31 de enero de 2012

1º de Febrero - Día del Barrio Coghlan

La decisión de celebrar esta fecha como el “Día del Barrio de Coghlan” es bastante reciente, pues es el producto de la ley Nº 1350, sancionada el 3 de junio de 2004 por la Legislatura de la Ciudad de Buenos Aires, gracias a un proyecto presentado por los Diputados Norberto La Porta, “Chango” Farías Gómez (ambos fallecidos), Marina Pérez, María Polimeni y Mirta Onega.

Su nombre recuerda al ingeniero irlandés Juan Coghlan (1824-1890) quien llegado al país prestó servicios para la Municipalidad, fundamentalmente como técnico de los ferrocarriles ingleses. Vinculado al Ferrocarril Central Argentino (hoy Bartolomé Mitre) se le dio su nombre a la estación urbana del ramal de esa línea férrea que une Belgrano R con Bartolomé Mitre, inaugurada el 1º de Febrero de 1891.

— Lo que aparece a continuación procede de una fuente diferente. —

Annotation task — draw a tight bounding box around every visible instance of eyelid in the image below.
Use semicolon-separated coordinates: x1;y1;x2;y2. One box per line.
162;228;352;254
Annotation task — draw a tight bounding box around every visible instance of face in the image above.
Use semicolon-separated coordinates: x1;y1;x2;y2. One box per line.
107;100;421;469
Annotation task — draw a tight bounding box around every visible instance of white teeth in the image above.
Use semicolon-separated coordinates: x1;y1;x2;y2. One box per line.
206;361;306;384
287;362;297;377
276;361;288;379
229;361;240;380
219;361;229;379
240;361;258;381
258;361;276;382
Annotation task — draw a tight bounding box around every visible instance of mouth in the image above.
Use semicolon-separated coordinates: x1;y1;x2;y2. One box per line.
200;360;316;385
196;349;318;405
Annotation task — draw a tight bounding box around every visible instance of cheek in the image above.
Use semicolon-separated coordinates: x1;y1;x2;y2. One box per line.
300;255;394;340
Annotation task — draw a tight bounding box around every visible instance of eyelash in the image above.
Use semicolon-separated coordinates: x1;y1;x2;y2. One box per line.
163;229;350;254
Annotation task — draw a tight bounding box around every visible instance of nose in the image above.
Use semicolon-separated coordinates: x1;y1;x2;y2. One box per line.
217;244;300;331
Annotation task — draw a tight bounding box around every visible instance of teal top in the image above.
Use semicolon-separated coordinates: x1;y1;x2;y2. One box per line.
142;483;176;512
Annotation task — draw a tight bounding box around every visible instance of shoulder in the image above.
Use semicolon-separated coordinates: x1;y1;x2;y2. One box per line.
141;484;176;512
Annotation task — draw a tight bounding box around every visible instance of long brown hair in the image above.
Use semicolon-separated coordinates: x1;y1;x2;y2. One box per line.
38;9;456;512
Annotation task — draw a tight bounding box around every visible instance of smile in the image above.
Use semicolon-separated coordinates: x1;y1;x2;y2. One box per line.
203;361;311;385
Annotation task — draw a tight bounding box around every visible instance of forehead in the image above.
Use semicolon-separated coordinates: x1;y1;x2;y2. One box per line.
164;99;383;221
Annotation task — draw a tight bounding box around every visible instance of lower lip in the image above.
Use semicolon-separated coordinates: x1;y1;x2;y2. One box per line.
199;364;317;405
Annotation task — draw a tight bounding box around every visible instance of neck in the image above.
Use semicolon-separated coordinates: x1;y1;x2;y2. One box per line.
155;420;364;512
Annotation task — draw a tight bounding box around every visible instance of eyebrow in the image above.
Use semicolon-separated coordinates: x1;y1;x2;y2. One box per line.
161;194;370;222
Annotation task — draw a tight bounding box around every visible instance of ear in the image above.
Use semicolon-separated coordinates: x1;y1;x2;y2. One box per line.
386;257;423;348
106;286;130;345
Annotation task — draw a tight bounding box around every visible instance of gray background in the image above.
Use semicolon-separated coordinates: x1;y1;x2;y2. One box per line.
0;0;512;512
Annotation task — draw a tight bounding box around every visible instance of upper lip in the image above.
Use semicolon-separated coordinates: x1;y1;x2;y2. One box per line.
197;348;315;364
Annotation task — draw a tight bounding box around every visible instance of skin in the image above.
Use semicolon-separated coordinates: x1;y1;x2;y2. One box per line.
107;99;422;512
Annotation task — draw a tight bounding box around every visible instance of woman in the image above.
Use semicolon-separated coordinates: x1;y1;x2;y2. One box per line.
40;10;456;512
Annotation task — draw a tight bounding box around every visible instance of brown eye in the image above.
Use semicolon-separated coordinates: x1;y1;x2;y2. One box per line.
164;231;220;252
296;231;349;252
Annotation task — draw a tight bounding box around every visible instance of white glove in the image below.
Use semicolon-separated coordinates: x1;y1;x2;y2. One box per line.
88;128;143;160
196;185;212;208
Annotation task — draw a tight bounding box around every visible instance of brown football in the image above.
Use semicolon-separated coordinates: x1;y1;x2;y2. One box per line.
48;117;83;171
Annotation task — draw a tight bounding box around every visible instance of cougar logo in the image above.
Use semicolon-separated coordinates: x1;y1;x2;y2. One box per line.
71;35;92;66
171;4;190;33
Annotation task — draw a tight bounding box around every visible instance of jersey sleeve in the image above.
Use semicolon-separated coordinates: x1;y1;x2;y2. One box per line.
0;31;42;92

El arribo al país de numerosos contingentes de inmigrantes, muchos de ellos se radicaron en Capital Federal por las posibilidades de trabajo que Buenos Aires ofrecía, hizo que a principios de siglo XX la población de Coghlan se viera incrementada surgiendo la necesidad de obras esenciales para el desenvolvimiento de la comunidad. En torno a la estación del barrio, sector intermedio entre Villa Urquiza y Belgrano, fue surgiendo este tranquilo barrio en el que aun subsisten varias casas edificadas con una particular arquitectura de líneas inglesas.

Es un barrio de reducida extensión en el cual predomina el estilo arquitectónico inglés, que aún conservan muchas de sus casas. En un principio era una gran extensión prácticamente de campo ya que había solamente algunas quintas y posteriormente se transformó en el lugar de vivienda de una gran cantidad de familias inglesas que le dieron su estilo y toque europeo.

Una vez inaugurada la estación Coghlan (cuando esto ocurrió residían en el lugar sólo dos vecinos: Tomás Lambruschini y José Sanguinetti, dueños de extensas quintas de verduras ubicadas sobre las actuales Congreso, las vías, Washington y Tamborini) la Compañía Nacional de los Ferrocarriles Pobladores se dedicó a lo único que realmente le importaba: el loteo de las tierras que habían permanecido en su poder y el negocio que derivaba de ello.

El primer remate se hace apenas un mes después de la apertura de la estación, el 8 de marzo de 1891. Las cinco primeras escrituras en el futuro barrio son para Simón Casaubón; Francisco Vidal; Ramón Antelo; José Antelo y Pablo Brousson. Ellos, juntamente con Lambruschini y Sanguinetti, son los pioneros de Coghlan.

El Censo Nacional de 1895 mostró que en Coghlan vivían 267 personas en 55 casas construidas alrededor de la estación. El crecimiento del barrio se debió a la radicación de importantes contingentes de inmigrantes, con una preeminencia de vascos franceses y no de ingleses como se suele imaginar.

Con el correr de los años, figuraron entre los vecinos destacados o notables del Barrio de Coghlan el plástico Lino Enea Spilimbergo, que vivió y trabajó en su casa-taller de Tamborini 3818; el poeta y letrista Julián Centeya; el músico y profesor Athos Palma, que ocupó una casa en la esquina de Pedro I. Rivera y Melián; el padre Antonio de Monterosso quien fue Vicario Ecónomo de Santa María de los Ángeles; y el inventor Ladislao José Biro quien en su casa de Congreso 3378 creó el bolígrafo, entre otros.

Coghlan ha tenido en la artista plástica Aniko Szabo una de sus retratistas más populares y su obra “Otoño inglés en Buenos Aires – Estación Coghlan” una de las postales más queridas del barrio. Su padre, arquitecto y plástico como ella, también se dejó atrapar por la magia de la estación barrial y la plasmó en su obra “Un andén de Coghlan.”

Algunos de los espacios, instituciones y edificios emblemáticos del Barrio de Coghlan son: el Hospital Pirovano; la parroquia Santa María de los Ángeles; la escuela Félix Azara; la primera torre de ventilación de la segunda cloaca máxima (“obelisco de ladrillos de Coghlan” en palabras de Luis Alposta), y, por supuesto, la estación ferroviaria que, gracias al trabajo de los vecinos (nucleados en la Asociación Civil Amigos de la Estación Coghlan), conserva mucho de sus características originales.